Mostly I run outside and when I go with my daughter, she just wants to run to the nearest store to buy ice cream and walk back so we can eat it on the way home.

desiree said...

I like the tag for this one, homo erotic conspiracy. You could just donate your membership to me. I am too poor to do the join/drop out thing so I am always on the "take up jogging again" track. I did jog, back in highschool.

Pizza hut has a buffet? Hell yes, I gotta find me one of these.

Fringes said...

Why did God invent exercise? This is all Jesus fault.

EEK said...

I'm stupid and signed up to do this thing called 'Hustle up the Hancock' here in Chicago. It's where you run up the stairs of the second tallest sky scraper in Chicago.

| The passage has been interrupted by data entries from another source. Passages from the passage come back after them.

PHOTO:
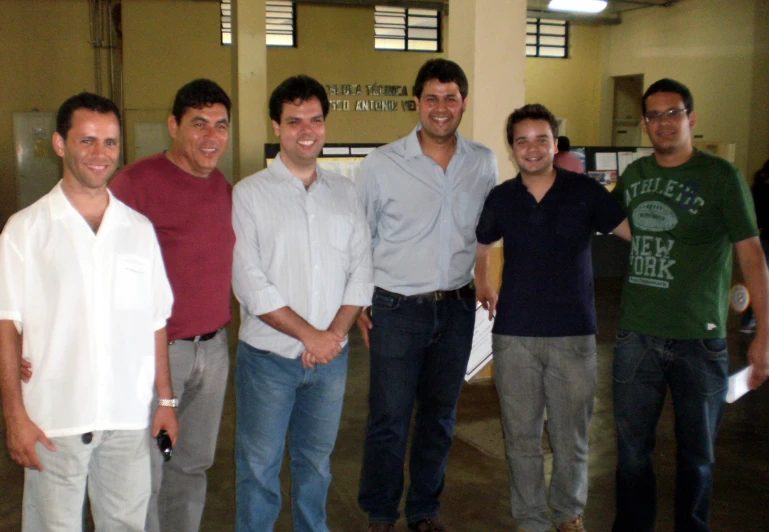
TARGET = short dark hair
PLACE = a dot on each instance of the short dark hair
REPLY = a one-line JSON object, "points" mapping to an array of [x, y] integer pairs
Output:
{"points": [[297, 89], [532, 111], [198, 94], [669, 85], [444, 71], [85, 100]]}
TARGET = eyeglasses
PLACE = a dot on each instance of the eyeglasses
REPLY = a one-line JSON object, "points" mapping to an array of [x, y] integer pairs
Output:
{"points": [[673, 113]]}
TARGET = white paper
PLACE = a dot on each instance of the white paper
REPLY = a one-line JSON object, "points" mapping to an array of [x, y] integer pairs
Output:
{"points": [[480, 354], [625, 158], [336, 150], [606, 161], [738, 385]]}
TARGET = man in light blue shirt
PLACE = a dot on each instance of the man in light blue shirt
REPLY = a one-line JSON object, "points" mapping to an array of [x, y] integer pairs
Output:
{"points": [[301, 272], [423, 196]]}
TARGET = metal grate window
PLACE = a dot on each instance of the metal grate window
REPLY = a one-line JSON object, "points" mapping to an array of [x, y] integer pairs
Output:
{"points": [[398, 28], [547, 38], [226, 23], [281, 24]]}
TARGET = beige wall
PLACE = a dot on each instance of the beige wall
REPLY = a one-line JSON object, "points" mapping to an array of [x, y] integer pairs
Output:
{"points": [[709, 46], [167, 43], [336, 45], [571, 88], [45, 59]]}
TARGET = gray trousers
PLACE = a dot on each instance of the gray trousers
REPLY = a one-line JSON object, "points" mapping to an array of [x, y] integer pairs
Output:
{"points": [[199, 377], [558, 374], [114, 467]]}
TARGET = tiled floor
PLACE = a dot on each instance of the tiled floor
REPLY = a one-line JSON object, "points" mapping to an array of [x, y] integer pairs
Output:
{"points": [[476, 496]]}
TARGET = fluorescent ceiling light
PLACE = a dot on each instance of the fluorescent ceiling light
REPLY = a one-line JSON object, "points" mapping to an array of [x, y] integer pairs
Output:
{"points": [[580, 6]]}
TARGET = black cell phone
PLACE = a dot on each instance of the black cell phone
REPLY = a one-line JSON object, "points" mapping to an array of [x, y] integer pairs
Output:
{"points": [[164, 445]]}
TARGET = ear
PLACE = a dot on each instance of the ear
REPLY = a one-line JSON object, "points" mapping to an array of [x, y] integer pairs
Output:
{"points": [[172, 126], [58, 144]]}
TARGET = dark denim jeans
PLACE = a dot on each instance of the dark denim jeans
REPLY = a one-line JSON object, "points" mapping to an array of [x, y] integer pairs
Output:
{"points": [[696, 371], [419, 351]]}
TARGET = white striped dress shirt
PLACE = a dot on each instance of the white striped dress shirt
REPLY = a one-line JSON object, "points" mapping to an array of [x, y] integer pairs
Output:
{"points": [[309, 250]]}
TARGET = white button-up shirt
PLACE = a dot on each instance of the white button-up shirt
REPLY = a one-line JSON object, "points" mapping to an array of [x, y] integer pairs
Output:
{"points": [[88, 306], [309, 250]]}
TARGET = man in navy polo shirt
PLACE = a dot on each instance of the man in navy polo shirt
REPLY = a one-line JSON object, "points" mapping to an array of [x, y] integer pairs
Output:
{"points": [[544, 334]]}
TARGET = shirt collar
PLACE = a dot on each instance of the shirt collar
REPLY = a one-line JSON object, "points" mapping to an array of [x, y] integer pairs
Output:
{"points": [[279, 169], [62, 208], [414, 149]]}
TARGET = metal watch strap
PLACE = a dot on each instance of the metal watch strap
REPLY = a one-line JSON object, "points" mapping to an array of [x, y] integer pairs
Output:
{"points": [[173, 403]]}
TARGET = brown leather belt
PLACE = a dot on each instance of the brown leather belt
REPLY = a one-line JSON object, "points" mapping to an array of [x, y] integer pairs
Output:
{"points": [[201, 337], [439, 295]]}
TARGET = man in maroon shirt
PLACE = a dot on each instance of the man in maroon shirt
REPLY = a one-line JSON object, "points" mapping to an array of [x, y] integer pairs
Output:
{"points": [[189, 202]]}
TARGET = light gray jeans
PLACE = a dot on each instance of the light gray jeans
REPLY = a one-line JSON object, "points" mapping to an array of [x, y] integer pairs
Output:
{"points": [[115, 467], [199, 377], [532, 374]]}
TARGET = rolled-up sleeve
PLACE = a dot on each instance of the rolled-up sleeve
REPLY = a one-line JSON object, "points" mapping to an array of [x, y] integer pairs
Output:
{"points": [[360, 285], [11, 279], [368, 192], [249, 283], [164, 297]]}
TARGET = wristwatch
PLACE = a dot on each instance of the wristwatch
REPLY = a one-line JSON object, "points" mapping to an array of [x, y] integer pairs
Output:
{"points": [[173, 403]]}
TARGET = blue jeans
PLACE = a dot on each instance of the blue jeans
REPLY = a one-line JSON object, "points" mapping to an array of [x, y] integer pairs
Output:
{"points": [[276, 396], [558, 374], [419, 351], [696, 371]]}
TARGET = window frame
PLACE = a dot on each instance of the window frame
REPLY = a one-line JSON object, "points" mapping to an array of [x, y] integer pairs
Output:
{"points": [[543, 24], [406, 14], [268, 33]]}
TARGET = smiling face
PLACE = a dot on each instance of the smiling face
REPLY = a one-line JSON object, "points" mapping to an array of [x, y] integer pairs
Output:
{"points": [[91, 150], [534, 147], [302, 133], [200, 139], [440, 109], [670, 135]]}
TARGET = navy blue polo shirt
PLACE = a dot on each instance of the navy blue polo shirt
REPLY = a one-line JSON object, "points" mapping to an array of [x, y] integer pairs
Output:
{"points": [[547, 278]]}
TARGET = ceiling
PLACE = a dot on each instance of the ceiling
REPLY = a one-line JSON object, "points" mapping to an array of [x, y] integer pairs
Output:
{"points": [[536, 8]]}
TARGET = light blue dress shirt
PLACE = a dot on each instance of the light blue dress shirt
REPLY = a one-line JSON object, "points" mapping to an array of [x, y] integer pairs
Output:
{"points": [[309, 250], [423, 219]]}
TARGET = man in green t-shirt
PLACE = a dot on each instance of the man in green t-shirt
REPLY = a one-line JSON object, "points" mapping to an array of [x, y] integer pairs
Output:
{"points": [[687, 209]]}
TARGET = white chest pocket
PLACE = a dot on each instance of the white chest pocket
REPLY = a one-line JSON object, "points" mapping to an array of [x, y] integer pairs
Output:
{"points": [[132, 282]]}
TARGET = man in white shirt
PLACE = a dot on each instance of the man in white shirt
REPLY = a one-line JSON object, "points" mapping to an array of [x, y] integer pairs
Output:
{"points": [[302, 272], [81, 275]]}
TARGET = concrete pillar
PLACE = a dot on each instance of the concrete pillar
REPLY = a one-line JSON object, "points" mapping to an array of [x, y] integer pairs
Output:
{"points": [[488, 40], [249, 87]]}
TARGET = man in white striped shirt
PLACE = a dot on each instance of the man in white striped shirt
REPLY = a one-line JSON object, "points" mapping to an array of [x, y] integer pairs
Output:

I hate it when I forget how inherently lazy I am.

mist1 said...

I prefer not to sweat in public.

Liz said...

"Hustle Up The Hancock" sounds a lot like having balls dangled in your face.

Margaret said...

I'd totally run with churlita's daughter, but I've developed a sort of running in place odc and they don't have that at any gym
I've called

briliantdonkey said...

Liz soooooo stole my thunder.

type faster bd type faster!

BD

Jester said...

I don't really have any room to talk, since I have a "lifetime membership" to 24 hour fitness and I haven't been once in the past 6 months.

Maybe if the guys there were willing to dangle their balls in my face...

Mayren said...

I'm glad you stand up for your rights and so NO to Tea-bagging.

*HUZZAH!*

chad said...

i'm just glad to see that ball sweat has made a triumphant return to the blog.